Rinse, fill, label, and return it to the supermarket – until the customer returns their empty bottles and the whole process starts again: That is the basic principle behind the deposit system in Luxembourg. At a brewery in Bascharage, all of this happens automatically and with enormous speed.
Each hour, around 27,000 beer bottles are filled. According to production manager Maurice Treinen, the company can fill up to 300,000 bottles on a good day. The rinse system alone, which is required when working with deposits, cost roughly €1.5 million - and yet it pays off financially.
According to Treinen, a bottle currently costs between 20 and 25 cents. “We have bottles that are over ten years old, so you can calculate for yourself how much money we save by doing this instead of always buying new ones,” he says.
Approximately 80% of the brewery’s beer products are sold with a deposit, either in reusable bottles or kegs that are rinsed and reused. The brewery’s water brand, launched a few years ago, is sold only with a deposit. Before a bottle is returned to a supermarket, it is thoroughly inspected.
But before the used bottles arrive at the brewery, they must first be sorted in a different stage of the cycle. This happens in Ehlerange at one of the largest drinks suppliers in the greater region. Workers process around 10,000 crates a day. However, as logistics manager Fabien Stanczyk says, not every bottle makes it all the way to the end because it is not always easy for customers to distinguish which bottles come with a deposit and which do not.
Of course, not all bottles come from local producers. Foreign brands, such as San Pellegrino, also work with a deposit system. Those bottles have to travel long distances to be refilled. If a new delivery arrives from Italy, the lorry will take the empty crates with it on its return. This is an attempt at slightly reducing the impact on the environment, according to Stanczyk. As far as that is concerned, the situation has improved in recent years.
In general, it would be best to work locally and keep the distances as short as possible. That’s where a deposit system makes the most sense.

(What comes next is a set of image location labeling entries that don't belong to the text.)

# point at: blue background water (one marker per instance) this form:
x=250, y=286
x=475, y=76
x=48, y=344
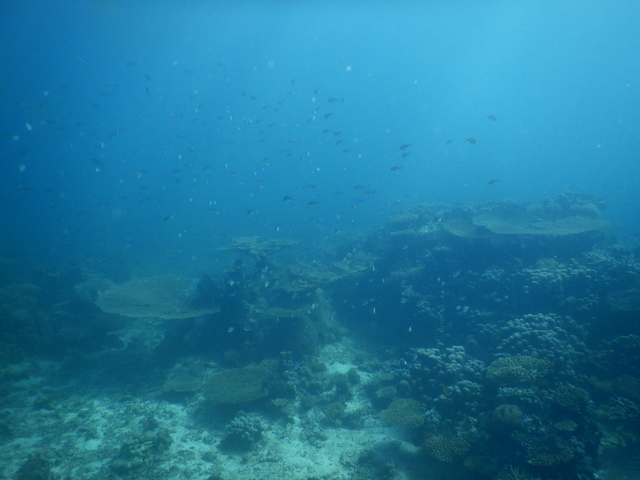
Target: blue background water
x=140, y=111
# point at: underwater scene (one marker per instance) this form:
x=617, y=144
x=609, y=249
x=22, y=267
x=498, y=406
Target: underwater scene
x=319, y=240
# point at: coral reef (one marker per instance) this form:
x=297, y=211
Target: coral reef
x=404, y=413
x=236, y=385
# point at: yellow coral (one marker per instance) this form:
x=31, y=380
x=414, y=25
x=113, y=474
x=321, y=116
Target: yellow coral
x=518, y=369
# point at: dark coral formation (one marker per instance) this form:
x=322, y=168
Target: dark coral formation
x=502, y=338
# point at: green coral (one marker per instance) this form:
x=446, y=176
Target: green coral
x=516, y=369
x=545, y=450
x=404, y=413
x=572, y=398
x=445, y=449
x=236, y=385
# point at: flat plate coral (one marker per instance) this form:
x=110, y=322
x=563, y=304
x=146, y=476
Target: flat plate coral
x=164, y=296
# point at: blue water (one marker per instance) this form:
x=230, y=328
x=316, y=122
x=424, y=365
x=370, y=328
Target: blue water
x=162, y=129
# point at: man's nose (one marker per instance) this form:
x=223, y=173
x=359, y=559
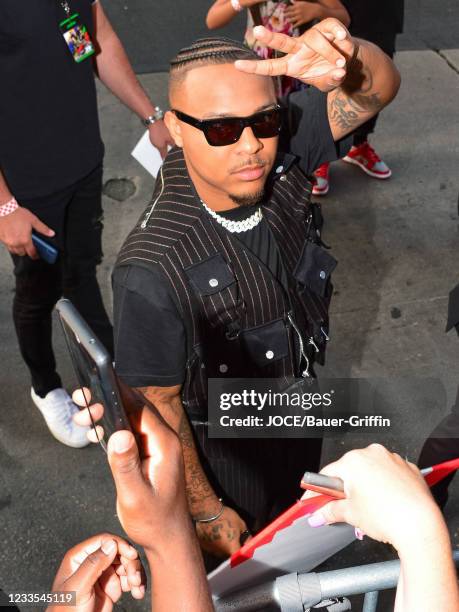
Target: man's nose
x=248, y=142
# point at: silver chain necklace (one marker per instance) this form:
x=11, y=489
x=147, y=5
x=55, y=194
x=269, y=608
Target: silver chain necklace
x=236, y=227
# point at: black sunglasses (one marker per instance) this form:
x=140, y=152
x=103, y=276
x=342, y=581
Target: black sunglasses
x=228, y=130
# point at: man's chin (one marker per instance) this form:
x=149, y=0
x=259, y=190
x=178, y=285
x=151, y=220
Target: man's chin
x=248, y=199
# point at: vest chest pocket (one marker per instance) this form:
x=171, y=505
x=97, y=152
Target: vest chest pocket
x=266, y=343
x=214, y=283
x=314, y=268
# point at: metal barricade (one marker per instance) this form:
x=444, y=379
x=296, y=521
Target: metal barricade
x=299, y=592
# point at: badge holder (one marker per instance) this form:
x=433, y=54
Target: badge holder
x=77, y=38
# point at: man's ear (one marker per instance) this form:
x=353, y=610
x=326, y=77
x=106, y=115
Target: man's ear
x=173, y=125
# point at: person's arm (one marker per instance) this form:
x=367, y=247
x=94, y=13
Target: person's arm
x=222, y=12
x=115, y=71
x=388, y=499
x=16, y=226
x=219, y=537
x=301, y=12
x=151, y=505
x=360, y=78
x=371, y=83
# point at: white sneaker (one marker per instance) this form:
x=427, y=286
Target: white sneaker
x=57, y=409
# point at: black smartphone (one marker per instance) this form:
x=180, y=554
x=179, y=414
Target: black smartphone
x=46, y=251
x=94, y=370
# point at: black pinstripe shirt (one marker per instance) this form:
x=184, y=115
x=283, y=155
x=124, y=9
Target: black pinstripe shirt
x=150, y=337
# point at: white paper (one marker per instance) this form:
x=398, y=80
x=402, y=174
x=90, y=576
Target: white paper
x=297, y=548
x=148, y=155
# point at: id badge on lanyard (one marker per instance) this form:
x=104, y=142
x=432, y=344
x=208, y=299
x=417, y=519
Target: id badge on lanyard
x=75, y=35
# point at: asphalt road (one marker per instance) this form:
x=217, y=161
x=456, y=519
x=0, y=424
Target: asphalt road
x=154, y=31
x=397, y=244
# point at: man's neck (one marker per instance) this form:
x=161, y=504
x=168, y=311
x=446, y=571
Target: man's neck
x=214, y=198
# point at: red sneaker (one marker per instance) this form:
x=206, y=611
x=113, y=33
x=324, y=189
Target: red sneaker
x=321, y=183
x=366, y=158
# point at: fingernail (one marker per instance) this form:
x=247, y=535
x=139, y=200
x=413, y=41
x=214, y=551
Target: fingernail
x=108, y=547
x=317, y=520
x=121, y=441
x=359, y=534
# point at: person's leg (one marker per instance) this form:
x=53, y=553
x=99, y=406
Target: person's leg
x=362, y=154
x=38, y=287
x=83, y=253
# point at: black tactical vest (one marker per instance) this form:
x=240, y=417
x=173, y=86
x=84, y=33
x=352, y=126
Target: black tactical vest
x=240, y=321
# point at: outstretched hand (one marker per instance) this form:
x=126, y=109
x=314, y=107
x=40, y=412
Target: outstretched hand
x=99, y=570
x=147, y=467
x=319, y=57
x=386, y=497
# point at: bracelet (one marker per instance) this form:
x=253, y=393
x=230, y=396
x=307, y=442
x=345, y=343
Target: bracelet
x=8, y=207
x=353, y=61
x=158, y=115
x=237, y=6
x=212, y=518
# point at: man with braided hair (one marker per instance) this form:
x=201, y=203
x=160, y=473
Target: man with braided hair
x=225, y=274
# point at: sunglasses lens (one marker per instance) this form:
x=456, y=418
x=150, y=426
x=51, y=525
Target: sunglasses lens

But why doesn’t the deposit system in Luxembourg go further? In Germany, for example, single-use plastic bottles and cans are sold with a deposit, with the goal being that less packaging ends up in nature and encouraging recycling. There have been demands for a similar system to be introduced in Luxembourg for years, but it is not so easy to implement, especially given that the majority of drinks sold in the Grand Duchy are imported from Belgium, as Claude Turping of Valorlux points out.
One problem with Luxembourg unilaterally introducing a deposit system is that the products that are made in Belgium and consumed here would have to have the respective specific marking that makes them recognisable to the deposit machine. Turping cautions that this could lead to people from other countries coming to Luxembourg with their bottles and exchanging them for the deposit value.
At the same time, cross-border business may suffer because it would no longer be cost effective for cross-border commuters to buy in Luxembourg if they had to bring the bottles back. In addition, there is the financial component of a deposit system - and this does not just include the expensive deposit machines.
Claude Turping: “Another aspect of the deposit that many people may be unaware of is the so-called financial clearing. This means that if a business sells a lot of products, at the end of the day it has the deposit in its cash register. Meanwhile, another business, has perhaps processed a lot of returns, and these deposits are then missing from their register. This must be financially balanced at the end of the year.”
Nevertheless, Turping acknowledges that the benefits should not be dismissed either: less littering and more recycling. But he believes that a concept would have to be developed in collaboration with Belgium.
The Environment Agency confirms that it is already in contact with all concerned actors in the Benelux area to find the best possible solution. However, nothing specific has been decided yet, with the Environment Agency stating that it would like to wait and see what will be determined at EU level.